Days after President-elect Donald Trump’s won the presidency, a Muslim high school teacher in Georgia found a chilling note in her classroom.
“Your headscarf isn’t allowed anymore. Why don’t you tie it around your neck & hang yourself?”
Mairah Teli, a language arts teacher at Dacula High School in Gwinnett County, uploaded an image of the anonymous note on her Facebook account on Friday. It is unclear who it was written by, or whether the writer was a student or teacher at Teli’s school.
The letter was signed “America.”
In a Facebook post about the incident, Teli wrote that she decided to share the note online to raise awareness how the political climate is affecting American Muslims.
“As a Muslim, I wear a headscarf as a practice of my faith. I want to share this to raise awareness about the reality and climate of our community,” Teli wrote in the the post. “Spreading hate isn’t going to ‘make America great again.’”
Islamophobia has been on the rise in this country for quite some time, but some activists have expressed fear that Trump’s victory could further embolden those who want to incite hatred against Muslims and other minorities. Since Election Night, the Southern Poverty Law Center has collected reports of more than 200 incidents of intimidation and harassment from news reports, social media, and direct submissions through their website ― although not all of these have been independently verified.
In the days since the election, several Muslim women claimed they were victims of attacks. Others debated whether or not they should continue wearing the hijab, a religious head covering.

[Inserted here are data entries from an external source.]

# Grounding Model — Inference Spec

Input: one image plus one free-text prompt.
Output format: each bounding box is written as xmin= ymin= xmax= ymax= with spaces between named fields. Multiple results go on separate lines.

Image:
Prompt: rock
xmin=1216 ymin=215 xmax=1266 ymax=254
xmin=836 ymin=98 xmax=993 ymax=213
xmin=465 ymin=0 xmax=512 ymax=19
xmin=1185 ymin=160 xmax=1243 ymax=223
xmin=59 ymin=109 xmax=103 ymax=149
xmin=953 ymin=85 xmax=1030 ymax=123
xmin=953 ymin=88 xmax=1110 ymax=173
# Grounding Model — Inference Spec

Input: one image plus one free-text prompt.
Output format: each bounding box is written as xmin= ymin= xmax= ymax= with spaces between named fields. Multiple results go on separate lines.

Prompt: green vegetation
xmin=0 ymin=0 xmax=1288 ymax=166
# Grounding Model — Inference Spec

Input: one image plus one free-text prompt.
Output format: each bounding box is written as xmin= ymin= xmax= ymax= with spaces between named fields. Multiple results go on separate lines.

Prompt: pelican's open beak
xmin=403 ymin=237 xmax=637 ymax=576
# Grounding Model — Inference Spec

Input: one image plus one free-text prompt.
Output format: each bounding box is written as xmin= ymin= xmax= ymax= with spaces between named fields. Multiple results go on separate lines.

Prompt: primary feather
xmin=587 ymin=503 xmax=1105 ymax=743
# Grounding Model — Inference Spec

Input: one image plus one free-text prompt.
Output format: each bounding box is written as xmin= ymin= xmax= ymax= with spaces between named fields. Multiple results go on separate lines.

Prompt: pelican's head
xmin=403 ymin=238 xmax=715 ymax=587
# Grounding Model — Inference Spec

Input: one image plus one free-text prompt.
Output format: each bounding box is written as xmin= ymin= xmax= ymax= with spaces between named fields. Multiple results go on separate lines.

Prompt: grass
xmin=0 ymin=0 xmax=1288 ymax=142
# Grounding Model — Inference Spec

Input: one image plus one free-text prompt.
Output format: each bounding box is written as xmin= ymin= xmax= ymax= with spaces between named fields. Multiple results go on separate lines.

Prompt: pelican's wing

Sloan Roach, a spokeswoman for Gwinnett County Public Schools, confirmed to The Huffington Post that a note was found in Teli’s classroom on Friday morning. Roach said that the school’s resource officer was informed about the incident and that the school is currently investigating what happened. She also said that Teli has been receiving support from the Dacula school community.
“A threat against a staff member is a serious matter,” Roach wrote in a statement. “The school is doing all it can to identify the person who wrote and left this note.”
Corporal Dean Washington, a spokesperson for Gwinnett County police, told The Huffington Post an official police report has not been filed regarding the note.
"The school system has their avenues for investigating internal matters and they also have a police department," Washington told The HuffPost. "However, if Gwinnett County Police Department is requested to assist in any criminal matter we will assist."
On Saturday, Teli wrote on Facebook that she was confident that the high school was taking the appropriate steps to handle the incident. She also said that she was “overwhelmed and deeply touched” by the support she’s received from people around the country. Students at the school have also been collecting cards and letters of encouragement to give to the teacher.
“I feel your support affirms that our country is built on morals of compassion and kindness,” Teli wrote in her post.